Transparency is one of the principles driving recent developments in data privacy and data security. We’ve spent a lot of time discussing how important it is to be open with consumers and data subjects, to give them a clear idea of how their data is used, and why. The primary reason for this is to give them a meaningful chance to decide whether they agree to the tradeoff inherent in every data sharing partnership or transaction: if I give you x data, you will give me y benefit at z potential cost. If I like the relationship between x, y, and z, then we have a deal.
I know it sounds like math, but still, it makes sense.
The problem, to paraphrase Commissioner Gordon, is when consumers neither get the transparency they deserve nor the transparency they need to make those informed decisions. Consider the following scenario: you have just parked your car, and, for the very first time, the following alert pops up on your phone —
“Hey, I always forget where I parked, great idea Waze!” you think, as you quickly tap “OK” and move on. And, at first glance, you can be forgiven for not seeing a single problem with this offer: I give Waze my health data (x) in exchange for a parking reminder (y) at a potential cost (z) that is seemingly very low because, let’s face it, Waze isn’t a healthcare company, so I don’t really care about them having my health information. You can even go a step further and get all lawyer-y to say that it was merely a request to use data, and it isn’t as if the app says “We need this information to save your parking location.” It’s a clean, simple exchange.

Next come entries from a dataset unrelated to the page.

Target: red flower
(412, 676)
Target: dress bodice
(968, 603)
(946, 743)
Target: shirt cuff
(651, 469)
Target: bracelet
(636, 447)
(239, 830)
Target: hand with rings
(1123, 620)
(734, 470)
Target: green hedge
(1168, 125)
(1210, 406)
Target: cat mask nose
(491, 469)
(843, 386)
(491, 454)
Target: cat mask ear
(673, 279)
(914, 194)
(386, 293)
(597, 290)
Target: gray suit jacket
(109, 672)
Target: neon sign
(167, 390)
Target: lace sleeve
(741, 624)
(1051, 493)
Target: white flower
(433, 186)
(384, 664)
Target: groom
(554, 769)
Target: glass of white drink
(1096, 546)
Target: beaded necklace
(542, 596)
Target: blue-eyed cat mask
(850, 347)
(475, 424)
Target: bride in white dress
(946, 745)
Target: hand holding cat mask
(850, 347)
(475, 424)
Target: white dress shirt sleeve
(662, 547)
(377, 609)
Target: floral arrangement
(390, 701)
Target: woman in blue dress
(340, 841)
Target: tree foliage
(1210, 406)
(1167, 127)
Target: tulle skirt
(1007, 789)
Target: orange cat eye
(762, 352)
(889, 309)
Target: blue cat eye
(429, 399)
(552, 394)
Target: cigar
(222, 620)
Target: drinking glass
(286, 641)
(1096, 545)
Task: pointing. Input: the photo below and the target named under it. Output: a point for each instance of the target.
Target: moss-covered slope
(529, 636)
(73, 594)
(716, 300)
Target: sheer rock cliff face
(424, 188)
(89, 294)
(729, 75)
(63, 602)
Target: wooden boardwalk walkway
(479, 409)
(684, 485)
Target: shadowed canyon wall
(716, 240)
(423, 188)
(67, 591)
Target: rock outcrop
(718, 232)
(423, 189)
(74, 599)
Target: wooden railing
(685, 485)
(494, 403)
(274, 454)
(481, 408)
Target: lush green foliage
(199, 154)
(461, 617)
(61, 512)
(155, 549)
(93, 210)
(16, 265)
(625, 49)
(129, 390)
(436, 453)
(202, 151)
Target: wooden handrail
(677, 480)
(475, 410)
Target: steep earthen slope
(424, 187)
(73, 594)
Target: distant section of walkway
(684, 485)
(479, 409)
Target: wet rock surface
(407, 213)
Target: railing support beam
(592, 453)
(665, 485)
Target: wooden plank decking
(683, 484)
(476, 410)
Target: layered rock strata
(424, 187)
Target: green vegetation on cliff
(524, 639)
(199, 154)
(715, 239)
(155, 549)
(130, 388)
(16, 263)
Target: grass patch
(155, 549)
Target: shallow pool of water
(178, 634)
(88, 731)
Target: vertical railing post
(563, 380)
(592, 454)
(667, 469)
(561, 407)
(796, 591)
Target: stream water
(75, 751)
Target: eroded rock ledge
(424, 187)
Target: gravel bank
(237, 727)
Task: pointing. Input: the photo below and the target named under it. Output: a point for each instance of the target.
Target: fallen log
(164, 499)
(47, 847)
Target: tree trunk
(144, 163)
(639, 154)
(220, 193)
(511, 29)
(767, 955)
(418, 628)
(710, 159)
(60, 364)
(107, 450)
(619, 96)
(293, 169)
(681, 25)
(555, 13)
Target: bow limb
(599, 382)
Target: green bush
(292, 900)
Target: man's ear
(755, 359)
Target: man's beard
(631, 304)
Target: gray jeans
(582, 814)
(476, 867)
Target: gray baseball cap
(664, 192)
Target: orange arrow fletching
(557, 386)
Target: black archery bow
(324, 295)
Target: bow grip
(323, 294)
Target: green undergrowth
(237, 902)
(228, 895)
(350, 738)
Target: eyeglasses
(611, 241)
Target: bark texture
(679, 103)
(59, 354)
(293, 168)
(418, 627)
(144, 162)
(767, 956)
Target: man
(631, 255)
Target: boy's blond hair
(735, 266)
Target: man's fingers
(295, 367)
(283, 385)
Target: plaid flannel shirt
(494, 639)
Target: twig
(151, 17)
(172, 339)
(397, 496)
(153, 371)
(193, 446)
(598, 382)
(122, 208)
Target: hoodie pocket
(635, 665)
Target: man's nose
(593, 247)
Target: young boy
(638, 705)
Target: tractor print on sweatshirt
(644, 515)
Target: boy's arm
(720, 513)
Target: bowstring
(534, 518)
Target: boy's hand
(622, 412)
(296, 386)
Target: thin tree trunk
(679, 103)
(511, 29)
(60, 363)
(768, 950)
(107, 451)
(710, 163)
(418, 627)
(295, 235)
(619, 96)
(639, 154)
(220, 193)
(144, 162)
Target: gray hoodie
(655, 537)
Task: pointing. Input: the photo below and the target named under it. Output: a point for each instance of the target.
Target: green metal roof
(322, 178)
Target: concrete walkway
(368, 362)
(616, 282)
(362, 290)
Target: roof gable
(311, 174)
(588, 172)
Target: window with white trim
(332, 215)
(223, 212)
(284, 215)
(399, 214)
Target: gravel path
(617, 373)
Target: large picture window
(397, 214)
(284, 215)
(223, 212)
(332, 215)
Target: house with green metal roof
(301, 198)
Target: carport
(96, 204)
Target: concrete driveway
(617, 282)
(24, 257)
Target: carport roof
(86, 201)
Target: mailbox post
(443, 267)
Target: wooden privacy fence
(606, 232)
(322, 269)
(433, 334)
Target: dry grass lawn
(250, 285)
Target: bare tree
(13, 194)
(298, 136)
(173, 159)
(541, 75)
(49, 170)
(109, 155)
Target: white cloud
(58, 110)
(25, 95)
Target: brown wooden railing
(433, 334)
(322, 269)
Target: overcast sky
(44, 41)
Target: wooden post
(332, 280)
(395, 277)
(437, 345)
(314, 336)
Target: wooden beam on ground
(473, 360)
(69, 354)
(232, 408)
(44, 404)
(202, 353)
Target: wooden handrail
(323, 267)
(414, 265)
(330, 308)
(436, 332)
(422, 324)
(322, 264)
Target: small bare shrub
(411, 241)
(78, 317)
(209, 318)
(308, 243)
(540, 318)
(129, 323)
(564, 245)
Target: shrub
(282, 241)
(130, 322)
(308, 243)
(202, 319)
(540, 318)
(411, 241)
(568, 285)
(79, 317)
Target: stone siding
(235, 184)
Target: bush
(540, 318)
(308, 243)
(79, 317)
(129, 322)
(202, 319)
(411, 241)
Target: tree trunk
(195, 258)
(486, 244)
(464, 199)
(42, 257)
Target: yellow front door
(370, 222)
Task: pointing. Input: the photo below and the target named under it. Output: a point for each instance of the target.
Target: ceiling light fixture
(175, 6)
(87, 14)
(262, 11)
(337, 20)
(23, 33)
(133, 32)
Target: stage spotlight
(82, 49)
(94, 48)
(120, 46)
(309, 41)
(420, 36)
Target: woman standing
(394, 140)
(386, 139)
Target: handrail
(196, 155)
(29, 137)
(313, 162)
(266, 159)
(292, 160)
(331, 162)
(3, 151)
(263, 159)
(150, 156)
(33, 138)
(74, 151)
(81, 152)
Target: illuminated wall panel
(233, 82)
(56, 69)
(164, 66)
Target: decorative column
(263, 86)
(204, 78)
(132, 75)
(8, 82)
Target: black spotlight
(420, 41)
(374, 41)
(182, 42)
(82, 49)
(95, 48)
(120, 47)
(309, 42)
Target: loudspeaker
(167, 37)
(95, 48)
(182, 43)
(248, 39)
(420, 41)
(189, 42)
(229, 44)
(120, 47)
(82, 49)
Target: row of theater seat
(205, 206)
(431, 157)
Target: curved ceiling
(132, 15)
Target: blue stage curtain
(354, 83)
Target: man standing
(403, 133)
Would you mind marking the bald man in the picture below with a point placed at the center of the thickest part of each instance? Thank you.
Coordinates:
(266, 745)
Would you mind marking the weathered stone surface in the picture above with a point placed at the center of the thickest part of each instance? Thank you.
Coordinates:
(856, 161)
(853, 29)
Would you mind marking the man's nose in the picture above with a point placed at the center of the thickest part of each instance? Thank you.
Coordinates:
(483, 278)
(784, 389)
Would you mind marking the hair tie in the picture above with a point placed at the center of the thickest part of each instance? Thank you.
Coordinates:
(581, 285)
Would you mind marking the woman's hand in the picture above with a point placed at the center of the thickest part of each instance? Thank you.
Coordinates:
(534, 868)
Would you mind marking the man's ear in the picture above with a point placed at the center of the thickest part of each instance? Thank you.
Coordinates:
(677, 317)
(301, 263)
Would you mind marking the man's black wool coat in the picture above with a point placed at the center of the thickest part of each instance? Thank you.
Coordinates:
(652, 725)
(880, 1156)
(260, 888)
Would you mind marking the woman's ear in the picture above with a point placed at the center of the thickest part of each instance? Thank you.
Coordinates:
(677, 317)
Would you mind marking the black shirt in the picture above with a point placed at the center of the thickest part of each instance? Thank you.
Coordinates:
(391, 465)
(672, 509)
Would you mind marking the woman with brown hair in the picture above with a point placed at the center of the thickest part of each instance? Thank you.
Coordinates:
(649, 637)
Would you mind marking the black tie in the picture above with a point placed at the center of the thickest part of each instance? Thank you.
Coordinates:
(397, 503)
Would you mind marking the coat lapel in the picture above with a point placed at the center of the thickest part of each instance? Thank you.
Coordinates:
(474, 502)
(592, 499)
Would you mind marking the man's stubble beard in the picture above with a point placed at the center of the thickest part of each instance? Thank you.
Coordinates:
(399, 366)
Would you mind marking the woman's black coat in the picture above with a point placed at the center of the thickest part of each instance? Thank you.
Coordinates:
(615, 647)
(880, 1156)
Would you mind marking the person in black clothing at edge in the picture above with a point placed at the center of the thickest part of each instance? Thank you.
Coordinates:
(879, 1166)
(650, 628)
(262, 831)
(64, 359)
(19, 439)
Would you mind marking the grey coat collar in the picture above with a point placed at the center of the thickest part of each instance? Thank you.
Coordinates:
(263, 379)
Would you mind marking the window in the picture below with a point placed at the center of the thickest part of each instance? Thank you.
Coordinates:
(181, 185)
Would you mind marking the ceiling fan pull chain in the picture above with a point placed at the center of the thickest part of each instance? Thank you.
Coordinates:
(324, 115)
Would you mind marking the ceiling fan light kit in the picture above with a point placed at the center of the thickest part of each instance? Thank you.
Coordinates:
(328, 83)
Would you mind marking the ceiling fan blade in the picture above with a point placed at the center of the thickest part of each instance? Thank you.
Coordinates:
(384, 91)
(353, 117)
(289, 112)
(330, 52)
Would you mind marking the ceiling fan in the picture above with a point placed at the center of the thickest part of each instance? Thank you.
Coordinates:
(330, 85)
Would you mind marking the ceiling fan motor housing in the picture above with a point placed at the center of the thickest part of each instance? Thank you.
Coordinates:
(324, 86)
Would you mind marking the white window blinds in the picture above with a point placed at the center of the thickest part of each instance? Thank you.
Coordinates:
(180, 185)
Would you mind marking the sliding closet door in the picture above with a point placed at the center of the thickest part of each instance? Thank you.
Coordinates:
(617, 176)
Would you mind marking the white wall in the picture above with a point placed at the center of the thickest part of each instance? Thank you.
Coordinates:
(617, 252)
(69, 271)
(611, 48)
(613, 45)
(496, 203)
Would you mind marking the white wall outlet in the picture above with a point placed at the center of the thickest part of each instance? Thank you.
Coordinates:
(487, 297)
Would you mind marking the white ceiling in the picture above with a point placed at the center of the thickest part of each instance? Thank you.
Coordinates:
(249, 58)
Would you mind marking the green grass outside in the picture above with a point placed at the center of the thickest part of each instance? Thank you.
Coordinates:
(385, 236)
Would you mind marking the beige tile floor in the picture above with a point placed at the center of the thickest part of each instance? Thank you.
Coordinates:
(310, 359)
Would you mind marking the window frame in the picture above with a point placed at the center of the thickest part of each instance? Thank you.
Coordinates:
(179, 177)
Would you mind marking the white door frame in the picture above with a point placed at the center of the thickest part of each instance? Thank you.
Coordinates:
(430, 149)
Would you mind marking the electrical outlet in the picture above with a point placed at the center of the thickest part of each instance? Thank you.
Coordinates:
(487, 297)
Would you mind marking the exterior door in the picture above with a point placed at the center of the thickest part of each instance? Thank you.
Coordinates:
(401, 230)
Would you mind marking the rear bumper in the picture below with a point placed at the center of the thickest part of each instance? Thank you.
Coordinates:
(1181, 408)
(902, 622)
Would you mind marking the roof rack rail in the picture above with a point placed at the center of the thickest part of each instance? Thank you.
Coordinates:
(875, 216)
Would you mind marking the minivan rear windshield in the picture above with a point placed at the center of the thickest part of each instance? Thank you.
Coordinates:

If you take a step back from that initial view, things become a lot more complicated. Conceptually, location and health data are some of the most sensitive pieces of information your phone holds – they are the data sets archetypically protected by laws like GDPR or HIPAA, but they are also the subject of extensive litigation about protection of Fourth Amendment rights to privacy and unreasonable searches. They are also among the most valuable data sets that exist: knowing where a consumer is located is intimately tied to consumer behavior and, therefore, to predicting their habits and purchasing patterns. Health data, on the other hand, is a primary driver of the seven trillion dollar health industry that comprises 10% of our economy. For context, this is what that number looks like written out: $7,000,000,000,000.00. So the data is sensitive, and the data is valuable. Probably worth re-thinking the x/y ratio above, right?
Consider, too, that in order for a disclosure to be meaningful it has to identify the z factor: what are the risks of this data being used? That’s both an objective and a subjective question. Intellectually, everyone understands that a company might be hacked and data might be stolen, so that’s not what we mean here. Instead, what are the risks from the user’s perspective. For instance, is there a risk that this data will be shared with companies who will target me with ads that I don’t want? Will it negatively affect my ability to obtain health insurance because I don’t walk enough or because I am constantly parked outside of a Krispy Kreme? In essence, will this data be used reductively, to identify me only as a plot-point on someone else’s risk/benefit ratio?
But isn’t there still a chance that Waze will only use the data for the purpose it says? And that it will honestly limit its uses of my data to parking location, and will protect my health data from outsiders? Or that they might just totally aggregate all health information they receive to create a valuable data point about how far the average person walks from their parking space to the location they’ve driven to? Absolutely, there is a chance of that and, frankly, if Waze explained that that’s what they’re doing, we would be completely fine with their disclosure. But they do not say that. Oh also: Waze is a subsidiary of Google.
In some ways, it seems that after all of the to-do over GDPR and the rise of the supposedly new era of data transparency, things really haven’t changed all that much. Data intake is still as rapacious as ever, and explanations to consumers — even about the most sensitive of data types — are as opaque as ever, even after Google’s $50m Euro fine for this kind of behavior. The reason is that every company conducts its own X/Y/Z risk-benefit calculation, but the Z-Risk factor is largely driven by the threat of lawsuits or regulatory actions. As time goes on, if regulators don’t observe the kind of transparency that they expect, the only way for them to change a business’s calculation is to make the regulatory costs much, much higher. That means enforcement, fines, and penalties.
Transparency is as much about what you don’t say to consumers as what you do say, and regulators are going to expect more than deafening silence.